︎


Tree rock mud fog tram bird car rain


When I was asked to contribute some work to this show, I dredged up the negatives I shot during lockdown. They were filthy, scratched and shamefully stored in my wardrobe under my shoes. At the time I was taking these images I didn’t have much intention of ever looking at them again. When covid really descended on Australia I was working as a freelance photographer. I remember the moment that the whispers and rumours of what might be coming finally crystalised and turned up at my doorstep. All of the upcoming jobs I had booked, including one I was already on location for, were canceled in the space of three days.

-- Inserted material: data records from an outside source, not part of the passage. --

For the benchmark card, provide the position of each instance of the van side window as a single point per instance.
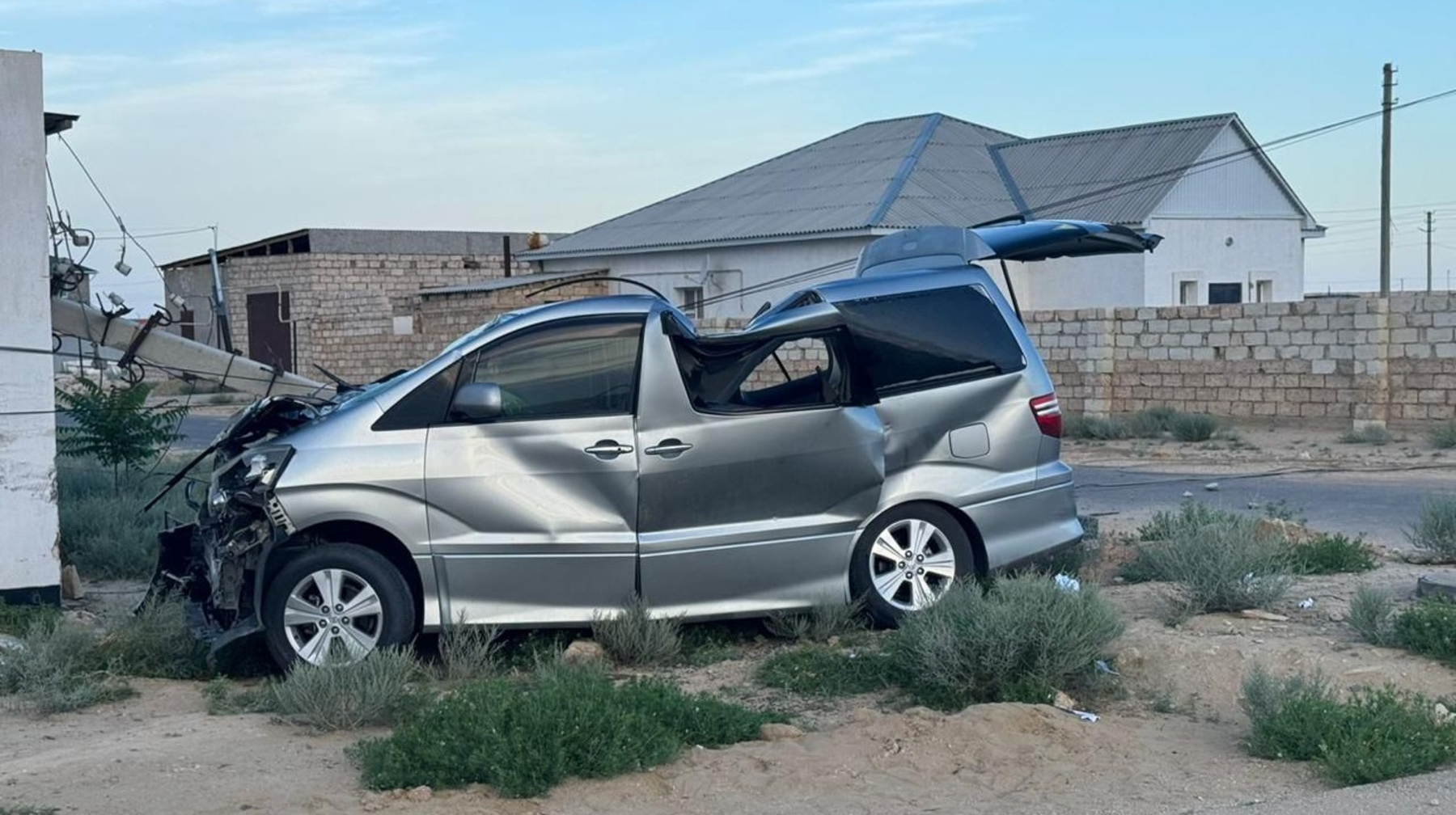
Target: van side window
(775, 374)
(925, 340)
(561, 370)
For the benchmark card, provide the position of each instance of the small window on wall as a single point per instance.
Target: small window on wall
(691, 300)
(1225, 293)
(1188, 293)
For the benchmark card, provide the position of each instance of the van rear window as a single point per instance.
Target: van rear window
(931, 338)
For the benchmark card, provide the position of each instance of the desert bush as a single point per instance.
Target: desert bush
(1331, 555)
(376, 690)
(819, 669)
(526, 737)
(15, 620)
(114, 425)
(1225, 565)
(826, 619)
(633, 636)
(156, 640)
(1369, 434)
(1443, 437)
(468, 652)
(1152, 422)
(1373, 735)
(1015, 640)
(1193, 427)
(1428, 627)
(1370, 613)
(1434, 529)
(57, 669)
(1081, 425)
(104, 531)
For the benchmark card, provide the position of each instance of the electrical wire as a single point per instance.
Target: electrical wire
(109, 209)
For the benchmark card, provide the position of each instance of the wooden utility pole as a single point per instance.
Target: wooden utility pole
(1428, 230)
(1385, 179)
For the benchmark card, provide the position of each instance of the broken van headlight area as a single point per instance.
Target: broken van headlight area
(214, 560)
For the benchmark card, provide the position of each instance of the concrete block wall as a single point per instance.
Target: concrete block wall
(1347, 358)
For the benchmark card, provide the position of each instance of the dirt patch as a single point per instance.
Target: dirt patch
(1171, 742)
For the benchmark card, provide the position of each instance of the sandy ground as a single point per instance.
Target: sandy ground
(160, 751)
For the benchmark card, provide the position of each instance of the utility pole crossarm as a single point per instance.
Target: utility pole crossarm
(176, 353)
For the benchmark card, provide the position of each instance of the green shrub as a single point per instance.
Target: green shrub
(104, 531)
(1190, 516)
(820, 669)
(1427, 627)
(15, 620)
(1443, 437)
(468, 652)
(826, 619)
(1152, 422)
(1331, 555)
(1375, 735)
(1015, 640)
(1370, 614)
(112, 425)
(57, 669)
(1193, 427)
(1225, 565)
(1369, 434)
(376, 690)
(156, 640)
(633, 636)
(1081, 425)
(1434, 529)
(524, 738)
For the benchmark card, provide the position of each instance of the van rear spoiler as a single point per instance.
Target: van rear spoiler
(928, 247)
(933, 247)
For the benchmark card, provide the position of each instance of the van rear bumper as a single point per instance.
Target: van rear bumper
(1026, 526)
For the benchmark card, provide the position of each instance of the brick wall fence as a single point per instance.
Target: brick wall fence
(1339, 358)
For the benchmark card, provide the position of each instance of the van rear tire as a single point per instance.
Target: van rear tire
(908, 560)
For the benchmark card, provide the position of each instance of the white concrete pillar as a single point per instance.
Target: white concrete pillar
(29, 564)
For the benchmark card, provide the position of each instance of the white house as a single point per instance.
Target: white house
(1234, 229)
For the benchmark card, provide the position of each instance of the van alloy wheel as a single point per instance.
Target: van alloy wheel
(912, 564)
(332, 616)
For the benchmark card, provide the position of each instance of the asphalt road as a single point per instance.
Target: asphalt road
(1376, 504)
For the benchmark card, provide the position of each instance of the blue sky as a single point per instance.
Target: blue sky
(269, 116)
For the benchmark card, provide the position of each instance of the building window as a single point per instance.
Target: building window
(1188, 293)
(691, 300)
(1225, 293)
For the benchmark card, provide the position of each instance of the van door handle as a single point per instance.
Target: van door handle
(607, 449)
(669, 449)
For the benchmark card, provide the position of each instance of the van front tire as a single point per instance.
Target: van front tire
(335, 604)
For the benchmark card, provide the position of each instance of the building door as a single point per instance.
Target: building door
(269, 335)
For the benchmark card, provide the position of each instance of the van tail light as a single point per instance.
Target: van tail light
(1048, 414)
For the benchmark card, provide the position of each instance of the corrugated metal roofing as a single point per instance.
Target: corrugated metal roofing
(1068, 176)
(917, 171)
(830, 185)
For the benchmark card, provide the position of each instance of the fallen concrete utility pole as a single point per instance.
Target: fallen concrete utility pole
(175, 354)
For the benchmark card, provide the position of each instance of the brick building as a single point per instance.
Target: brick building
(360, 303)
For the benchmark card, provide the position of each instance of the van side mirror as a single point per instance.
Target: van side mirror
(478, 402)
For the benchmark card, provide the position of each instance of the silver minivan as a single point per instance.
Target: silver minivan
(875, 438)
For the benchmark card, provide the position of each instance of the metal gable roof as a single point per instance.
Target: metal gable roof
(921, 171)
(1068, 176)
(852, 181)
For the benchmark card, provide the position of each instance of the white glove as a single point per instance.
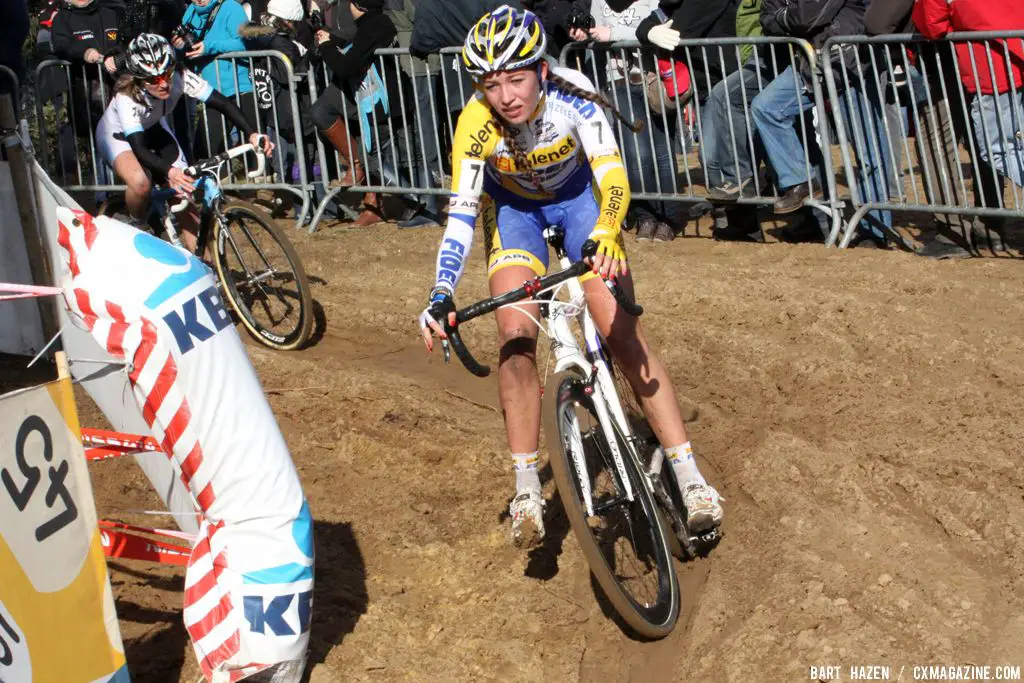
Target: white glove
(664, 36)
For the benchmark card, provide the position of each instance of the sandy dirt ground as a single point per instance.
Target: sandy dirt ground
(858, 410)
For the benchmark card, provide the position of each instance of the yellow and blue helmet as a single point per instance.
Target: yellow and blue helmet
(502, 40)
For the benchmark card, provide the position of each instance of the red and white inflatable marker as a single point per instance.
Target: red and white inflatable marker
(250, 578)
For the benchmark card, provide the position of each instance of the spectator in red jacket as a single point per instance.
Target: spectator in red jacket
(996, 109)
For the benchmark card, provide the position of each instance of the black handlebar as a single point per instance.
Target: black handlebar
(528, 290)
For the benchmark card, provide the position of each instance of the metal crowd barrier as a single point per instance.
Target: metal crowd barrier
(78, 99)
(396, 157)
(890, 133)
(710, 156)
(913, 143)
(238, 179)
(9, 83)
(67, 120)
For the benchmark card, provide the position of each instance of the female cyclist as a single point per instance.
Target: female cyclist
(134, 136)
(527, 152)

I decided the only way I wasn’t going to fall into a dark well, whilst essentially unemployed, was to get up at 7.30am every day and use my hour of exercise time to walk around my 5km radius. Sometimes I took my camera with me andsometimes didn’t. I can’t explain how much at the time I thought taking any photographs during this time was pointless. My mind was trimmed and compacted down to the smallest functioning version of itself in lockdown, like I was a phone operating on low battery mode. Essential functions only. The days in lockdown are blurred in my memory and the things I saw on my daily walks followed the same repeated patterns. The same images and sights I passed day and day over, like watching the same movie on repeat again and again.


The images are explicitly representative of my physical surroundings, and the small restrictive area that encompassed, but in hindsight I can see how they encapsulate my psychological space as well. They are foggy, blurry, focussed on small details, and underexposed because I was using expired film. I didn’t want to waste fresh film taking images that were - according to my quietened brain - going nowhere. When I look back on the images now I see their worth, not necessarily in the outcome but in the way that the process of taking photographs, like it has through most of my life, gave me something to keep searching for.